Date published: 4 June 2026
Mersey Care's specialist mood clinic, designed for patients who have difficult to treat mood disorders across Cheshire and Merseyside, has marked its first birthday by hosting a guided tour for service users and carers who supported its development.
The Mersey Care Mood Clinic, which is based at Knowsley Resource and Recovery Centre in Whiston, has received over 180 referrals since being launched in spring 2025. It helps people across Cheshire and Merseyside who have experienced problems with their mood, but have struggled with the usual treatments from their GP or community mental health team.
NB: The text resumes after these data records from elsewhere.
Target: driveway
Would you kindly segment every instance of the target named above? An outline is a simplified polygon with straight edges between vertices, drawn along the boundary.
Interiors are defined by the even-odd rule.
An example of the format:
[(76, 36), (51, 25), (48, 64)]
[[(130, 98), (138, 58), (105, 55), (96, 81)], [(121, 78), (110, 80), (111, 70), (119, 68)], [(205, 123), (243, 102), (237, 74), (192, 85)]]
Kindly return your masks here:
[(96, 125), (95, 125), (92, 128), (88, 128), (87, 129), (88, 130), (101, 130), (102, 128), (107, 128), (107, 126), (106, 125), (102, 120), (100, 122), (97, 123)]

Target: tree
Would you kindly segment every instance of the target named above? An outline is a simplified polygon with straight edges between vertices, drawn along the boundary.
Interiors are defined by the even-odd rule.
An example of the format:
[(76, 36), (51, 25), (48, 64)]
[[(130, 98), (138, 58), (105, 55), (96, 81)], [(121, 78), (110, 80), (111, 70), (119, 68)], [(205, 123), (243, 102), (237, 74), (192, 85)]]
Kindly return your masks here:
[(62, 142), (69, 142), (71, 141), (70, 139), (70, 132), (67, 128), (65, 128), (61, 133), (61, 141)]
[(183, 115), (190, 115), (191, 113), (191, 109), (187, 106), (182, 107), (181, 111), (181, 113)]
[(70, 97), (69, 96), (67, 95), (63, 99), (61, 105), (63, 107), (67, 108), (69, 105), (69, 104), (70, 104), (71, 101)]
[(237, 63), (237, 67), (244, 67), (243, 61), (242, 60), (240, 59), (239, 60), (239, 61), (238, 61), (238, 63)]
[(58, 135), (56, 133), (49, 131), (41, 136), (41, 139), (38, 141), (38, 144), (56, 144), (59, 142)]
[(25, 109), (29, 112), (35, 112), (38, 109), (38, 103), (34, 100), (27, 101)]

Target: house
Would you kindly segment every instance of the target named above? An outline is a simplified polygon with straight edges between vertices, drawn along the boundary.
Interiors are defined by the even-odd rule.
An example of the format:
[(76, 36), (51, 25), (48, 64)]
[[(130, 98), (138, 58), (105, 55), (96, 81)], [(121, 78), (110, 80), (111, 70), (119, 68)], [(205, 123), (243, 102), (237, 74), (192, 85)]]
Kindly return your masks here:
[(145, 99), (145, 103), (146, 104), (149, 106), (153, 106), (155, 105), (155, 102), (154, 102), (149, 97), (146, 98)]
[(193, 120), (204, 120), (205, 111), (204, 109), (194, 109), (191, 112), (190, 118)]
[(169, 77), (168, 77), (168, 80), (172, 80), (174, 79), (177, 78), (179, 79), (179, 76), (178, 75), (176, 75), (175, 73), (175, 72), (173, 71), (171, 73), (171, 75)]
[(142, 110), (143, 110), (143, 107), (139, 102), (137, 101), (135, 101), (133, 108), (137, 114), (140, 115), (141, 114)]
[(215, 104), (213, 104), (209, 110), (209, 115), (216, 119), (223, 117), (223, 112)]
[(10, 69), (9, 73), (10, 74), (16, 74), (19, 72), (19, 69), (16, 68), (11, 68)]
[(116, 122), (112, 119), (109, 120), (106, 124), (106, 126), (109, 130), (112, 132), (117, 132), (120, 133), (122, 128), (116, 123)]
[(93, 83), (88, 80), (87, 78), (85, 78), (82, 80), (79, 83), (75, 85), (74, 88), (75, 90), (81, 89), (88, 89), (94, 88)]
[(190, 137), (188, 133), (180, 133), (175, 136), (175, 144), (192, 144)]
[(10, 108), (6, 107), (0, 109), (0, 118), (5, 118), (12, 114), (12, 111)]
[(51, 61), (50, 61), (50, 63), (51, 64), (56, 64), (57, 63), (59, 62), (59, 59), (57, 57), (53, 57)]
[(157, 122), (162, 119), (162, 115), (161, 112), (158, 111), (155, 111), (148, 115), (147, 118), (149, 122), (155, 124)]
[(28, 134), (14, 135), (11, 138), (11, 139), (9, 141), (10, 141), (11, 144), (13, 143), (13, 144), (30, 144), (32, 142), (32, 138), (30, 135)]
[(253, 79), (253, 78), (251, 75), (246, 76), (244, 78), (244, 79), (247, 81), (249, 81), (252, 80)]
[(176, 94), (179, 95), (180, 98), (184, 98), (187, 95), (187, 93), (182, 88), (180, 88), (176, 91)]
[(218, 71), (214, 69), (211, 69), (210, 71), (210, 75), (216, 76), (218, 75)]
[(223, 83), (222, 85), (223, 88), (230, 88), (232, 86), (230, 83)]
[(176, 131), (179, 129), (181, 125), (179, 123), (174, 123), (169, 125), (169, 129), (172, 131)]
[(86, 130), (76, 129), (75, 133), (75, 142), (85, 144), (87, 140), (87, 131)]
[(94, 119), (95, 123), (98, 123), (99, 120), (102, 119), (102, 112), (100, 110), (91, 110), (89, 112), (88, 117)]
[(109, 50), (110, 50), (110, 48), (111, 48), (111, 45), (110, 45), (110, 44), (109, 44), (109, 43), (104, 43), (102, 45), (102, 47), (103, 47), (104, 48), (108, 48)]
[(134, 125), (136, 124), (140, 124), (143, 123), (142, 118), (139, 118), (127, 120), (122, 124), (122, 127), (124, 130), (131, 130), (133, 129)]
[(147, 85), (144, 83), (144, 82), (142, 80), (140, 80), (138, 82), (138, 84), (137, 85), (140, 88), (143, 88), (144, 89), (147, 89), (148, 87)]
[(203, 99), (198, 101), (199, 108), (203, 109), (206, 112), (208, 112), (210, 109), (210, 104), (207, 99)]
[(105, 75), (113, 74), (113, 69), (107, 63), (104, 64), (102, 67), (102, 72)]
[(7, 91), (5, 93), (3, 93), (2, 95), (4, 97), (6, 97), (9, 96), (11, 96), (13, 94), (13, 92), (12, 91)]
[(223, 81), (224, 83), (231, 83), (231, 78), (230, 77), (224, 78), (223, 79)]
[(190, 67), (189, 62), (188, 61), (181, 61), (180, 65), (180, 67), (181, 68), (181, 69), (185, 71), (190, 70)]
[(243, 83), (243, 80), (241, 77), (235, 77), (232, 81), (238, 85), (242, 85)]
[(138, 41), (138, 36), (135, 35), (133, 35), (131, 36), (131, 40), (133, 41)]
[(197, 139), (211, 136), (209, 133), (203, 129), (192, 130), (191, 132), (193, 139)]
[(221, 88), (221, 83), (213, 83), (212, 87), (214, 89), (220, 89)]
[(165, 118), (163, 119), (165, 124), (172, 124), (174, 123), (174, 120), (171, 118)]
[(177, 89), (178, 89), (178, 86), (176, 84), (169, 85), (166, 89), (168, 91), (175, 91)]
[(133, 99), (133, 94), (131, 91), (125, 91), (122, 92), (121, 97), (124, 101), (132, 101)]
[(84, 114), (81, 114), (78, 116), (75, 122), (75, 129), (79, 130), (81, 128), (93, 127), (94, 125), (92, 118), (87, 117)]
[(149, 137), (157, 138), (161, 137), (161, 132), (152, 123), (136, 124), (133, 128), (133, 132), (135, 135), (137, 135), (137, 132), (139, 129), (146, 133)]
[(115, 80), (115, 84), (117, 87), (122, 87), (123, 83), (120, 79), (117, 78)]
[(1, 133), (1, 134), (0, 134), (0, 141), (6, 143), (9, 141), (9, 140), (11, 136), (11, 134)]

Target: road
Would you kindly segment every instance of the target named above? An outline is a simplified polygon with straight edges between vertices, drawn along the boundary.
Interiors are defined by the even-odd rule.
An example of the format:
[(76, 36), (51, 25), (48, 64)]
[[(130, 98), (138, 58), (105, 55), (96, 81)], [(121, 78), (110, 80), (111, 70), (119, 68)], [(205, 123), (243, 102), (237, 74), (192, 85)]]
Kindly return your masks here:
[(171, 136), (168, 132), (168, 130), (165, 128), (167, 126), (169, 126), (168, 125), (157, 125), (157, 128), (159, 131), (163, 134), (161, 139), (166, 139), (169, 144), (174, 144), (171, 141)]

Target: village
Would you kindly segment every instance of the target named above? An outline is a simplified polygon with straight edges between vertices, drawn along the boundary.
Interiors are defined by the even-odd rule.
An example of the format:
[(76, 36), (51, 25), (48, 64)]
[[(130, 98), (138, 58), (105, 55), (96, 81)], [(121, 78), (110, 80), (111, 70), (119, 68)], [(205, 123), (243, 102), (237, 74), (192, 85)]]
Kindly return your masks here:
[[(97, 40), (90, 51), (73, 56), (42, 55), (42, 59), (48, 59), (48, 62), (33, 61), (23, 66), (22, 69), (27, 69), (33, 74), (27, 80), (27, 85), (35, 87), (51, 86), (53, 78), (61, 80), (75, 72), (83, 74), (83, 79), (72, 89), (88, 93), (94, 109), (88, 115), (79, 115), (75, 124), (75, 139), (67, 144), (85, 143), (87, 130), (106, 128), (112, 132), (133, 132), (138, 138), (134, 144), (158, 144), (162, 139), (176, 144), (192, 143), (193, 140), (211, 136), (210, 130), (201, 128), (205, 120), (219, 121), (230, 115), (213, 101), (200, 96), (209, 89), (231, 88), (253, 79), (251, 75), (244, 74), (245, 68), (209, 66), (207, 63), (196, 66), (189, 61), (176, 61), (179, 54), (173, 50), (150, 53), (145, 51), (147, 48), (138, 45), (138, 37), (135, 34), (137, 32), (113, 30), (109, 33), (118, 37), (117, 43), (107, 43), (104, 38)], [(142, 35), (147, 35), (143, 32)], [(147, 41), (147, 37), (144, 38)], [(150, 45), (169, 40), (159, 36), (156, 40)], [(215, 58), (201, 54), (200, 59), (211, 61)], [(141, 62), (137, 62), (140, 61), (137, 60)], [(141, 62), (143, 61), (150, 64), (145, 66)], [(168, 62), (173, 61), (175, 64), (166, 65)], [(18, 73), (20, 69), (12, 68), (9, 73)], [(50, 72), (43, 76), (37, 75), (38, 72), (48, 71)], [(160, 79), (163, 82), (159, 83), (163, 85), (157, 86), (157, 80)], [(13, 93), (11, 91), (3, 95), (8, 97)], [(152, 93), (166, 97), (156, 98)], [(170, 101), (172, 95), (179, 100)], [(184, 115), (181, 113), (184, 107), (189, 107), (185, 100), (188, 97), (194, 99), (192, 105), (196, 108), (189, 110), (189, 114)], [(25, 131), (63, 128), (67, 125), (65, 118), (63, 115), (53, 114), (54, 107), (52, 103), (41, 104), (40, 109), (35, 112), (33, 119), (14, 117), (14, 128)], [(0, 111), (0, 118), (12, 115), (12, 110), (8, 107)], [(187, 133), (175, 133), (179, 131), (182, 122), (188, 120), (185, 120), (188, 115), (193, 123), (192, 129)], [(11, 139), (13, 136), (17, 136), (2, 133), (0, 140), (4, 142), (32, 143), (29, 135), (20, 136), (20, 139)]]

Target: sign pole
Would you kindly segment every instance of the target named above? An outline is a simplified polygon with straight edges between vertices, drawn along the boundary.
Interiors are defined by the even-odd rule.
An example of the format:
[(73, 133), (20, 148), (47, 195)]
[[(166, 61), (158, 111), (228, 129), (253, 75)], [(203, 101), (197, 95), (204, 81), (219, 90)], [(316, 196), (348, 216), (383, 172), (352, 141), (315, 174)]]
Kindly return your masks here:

It was established as part of the Mental Health Research for Innovation Centre (M-RIC) mood disorder care innovations research, which focuses on new ways of understanding and treating mood disorders, and Dr Fabian Devlin, Mood Clinic Speciality Doctor, and Professor Dan Joyce, M-RIC Co-Director, led the tour and a video of it can be seen below.
Dr Devlin said: “We're incredibly proud of the work we've done in the past year to set up and develop the clinic to help support individuals experiencing difficult-to-treat depression. The tour was a great opportunity to walk them around the clinic, show them all the ways in which it has developed and hear their thoughts on how we are doing.”
The clinic was developed with close involvement from M-RIC service user and carer representatives and public advisors, who shared their lived experience perspectives to help shape the way in which the clinic interacts with patients. One example of their support was in co-producing the pre-assessment process and data collection forms, which gives patients a chance to tell their story before meeting with clinic staff.
Matt Copple, an M-RIC Service User and Carer Representative (SUCR), said: "Based on my own experience of the kinds of treatments recommended by the Mood Clinic and also as an M-RIC SUCR involved in co-designing the future of these services, I’ve seen it both from the perspective of someone receiving treatment and someone trying to influence change.
“So, it’s fantastic to tour the clinic now and see the ways in which it has grown in leaps and bounds. It’s really going places and having it in the community is great because it means that people don’t fall down the cracks.”